Nouchi has two investment options. Option A offers 9% annual interest with a $5000.00 principal and contributions of $500 at the beginning of each month. Option B offers 8% annual interest with a $10,000.00 principal and contributions of $300 at the beginning of the month. If Nouchi plans to retire in 25 years, which option is the best choice for him?

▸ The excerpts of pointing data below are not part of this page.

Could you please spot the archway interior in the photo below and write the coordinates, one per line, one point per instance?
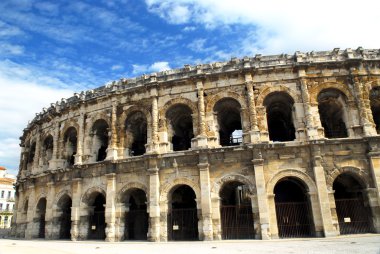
(100, 141)
(293, 212)
(64, 205)
(375, 106)
(354, 215)
(182, 216)
(236, 212)
(47, 152)
(97, 218)
(279, 108)
(229, 121)
(41, 211)
(136, 220)
(136, 128)
(331, 110)
(181, 124)
(70, 141)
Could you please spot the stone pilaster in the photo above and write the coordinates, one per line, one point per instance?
(204, 178)
(323, 196)
(112, 148)
(262, 199)
(254, 132)
(154, 206)
(80, 145)
(50, 211)
(76, 209)
(110, 212)
(31, 206)
(201, 140)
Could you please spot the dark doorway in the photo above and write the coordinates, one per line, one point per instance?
(236, 212)
(229, 121)
(182, 215)
(41, 211)
(64, 205)
(354, 215)
(136, 221)
(279, 107)
(97, 223)
(181, 124)
(293, 212)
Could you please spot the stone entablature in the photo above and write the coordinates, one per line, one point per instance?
(256, 121)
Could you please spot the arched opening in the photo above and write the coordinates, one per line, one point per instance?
(47, 150)
(70, 142)
(229, 122)
(180, 127)
(40, 214)
(279, 109)
(136, 216)
(97, 222)
(331, 103)
(136, 129)
(182, 214)
(354, 214)
(375, 106)
(236, 212)
(293, 211)
(64, 209)
(100, 139)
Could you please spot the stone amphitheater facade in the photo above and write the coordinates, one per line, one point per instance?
(255, 148)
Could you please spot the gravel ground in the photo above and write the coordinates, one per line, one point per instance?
(368, 244)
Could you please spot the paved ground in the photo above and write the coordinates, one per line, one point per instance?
(367, 244)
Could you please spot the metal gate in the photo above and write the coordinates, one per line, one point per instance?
(353, 216)
(41, 230)
(97, 226)
(293, 219)
(65, 223)
(237, 222)
(136, 225)
(183, 224)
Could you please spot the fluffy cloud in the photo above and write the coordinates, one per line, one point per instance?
(155, 67)
(282, 26)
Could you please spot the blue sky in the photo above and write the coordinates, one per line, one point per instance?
(51, 49)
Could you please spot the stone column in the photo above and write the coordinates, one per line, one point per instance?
(368, 128)
(31, 210)
(254, 132)
(110, 212)
(201, 140)
(112, 148)
(50, 211)
(76, 209)
(80, 145)
(154, 206)
(262, 199)
(204, 179)
(323, 195)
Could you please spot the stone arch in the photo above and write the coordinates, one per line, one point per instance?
(301, 176)
(355, 172)
(88, 197)
(218, 184)
(169, 188)
(265, 91)
(317, 89)
(224, 95)
(128, 187)
(192, 105)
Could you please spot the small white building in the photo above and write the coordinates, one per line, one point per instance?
(7, 198)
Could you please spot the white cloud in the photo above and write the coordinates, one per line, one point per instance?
(155, 67)
(283, 26)
(23, 93)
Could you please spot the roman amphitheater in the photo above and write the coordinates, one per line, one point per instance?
(261, 147)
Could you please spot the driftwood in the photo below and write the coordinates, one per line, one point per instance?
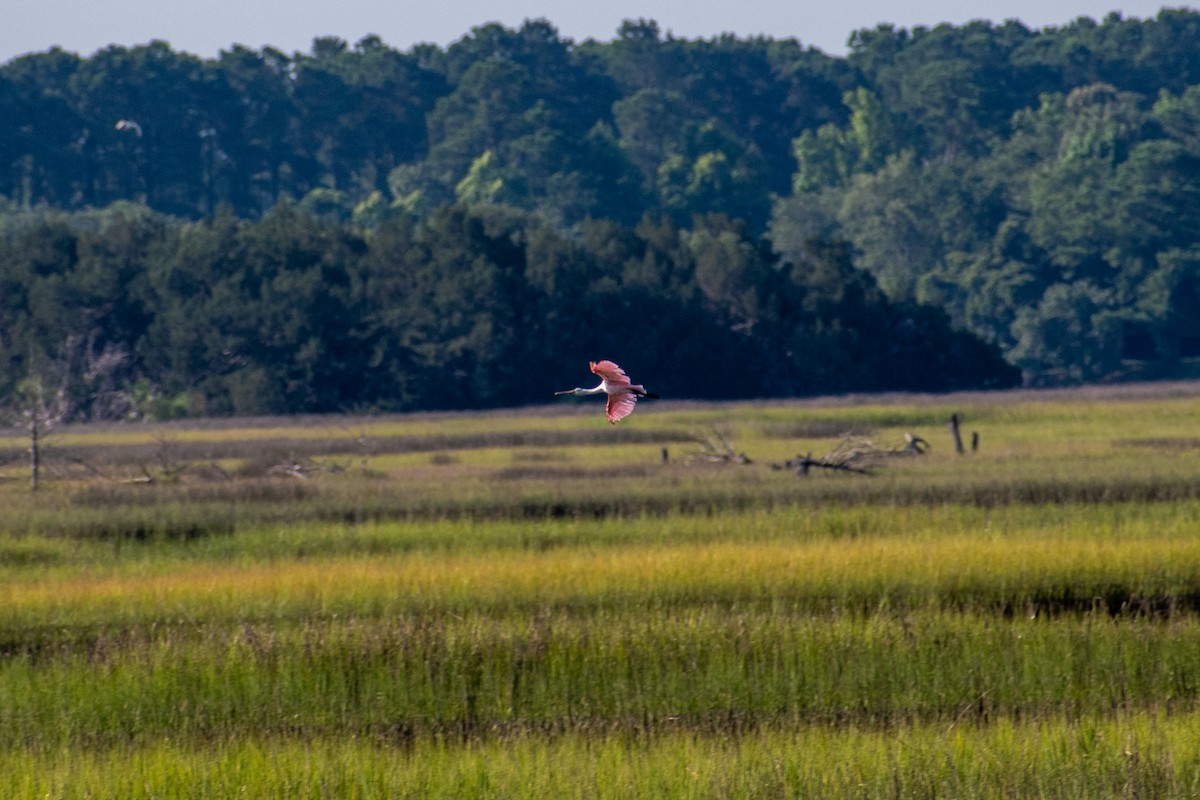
(855, 455)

a. Option A is the best choice, with a final balance of $575,769.64.
b. Option B is the best choice, with a final balance of $342,936.58.
c. Option B is the best choice, with a final balance $527,124.86.
d. Option A is the best choice, with a final balance of $362,175.91.

Answer 1

Option A is the best choice, with a final balance of $575,769.64.

Step-by-step explanation:

To determine which investment option is the best choice, we need to calculate the final balance of each option after 25 years. We can use the formula for compound interest, which is A = P(1 + r/n)^(nt), where A is the final balance, P is the principal, r is the annual interest rate, n is the number of times interest is compounded per year, and t is the number of years.

For Option A, the principal is $5000, the annual interest rate is 9%, and contributions are made at the beginning of each month, which means interest is compounded monthly (n = 12).

So, A = 5000(1 + 0.09/12)^(12*25) = $575,769.64.

For Option B, the principal is $10,000, the annual interest rate is 8%, and contributions are made at the beginning of the month.

So, A = 10000(1 + 0.08/12)^(12*25) + 300((1 + 0.08/12)^(12*25) - 1)/(0.08/12) = $342,936.58.

Therefore, Option A is the best choice, with a final balance of $575,769.64.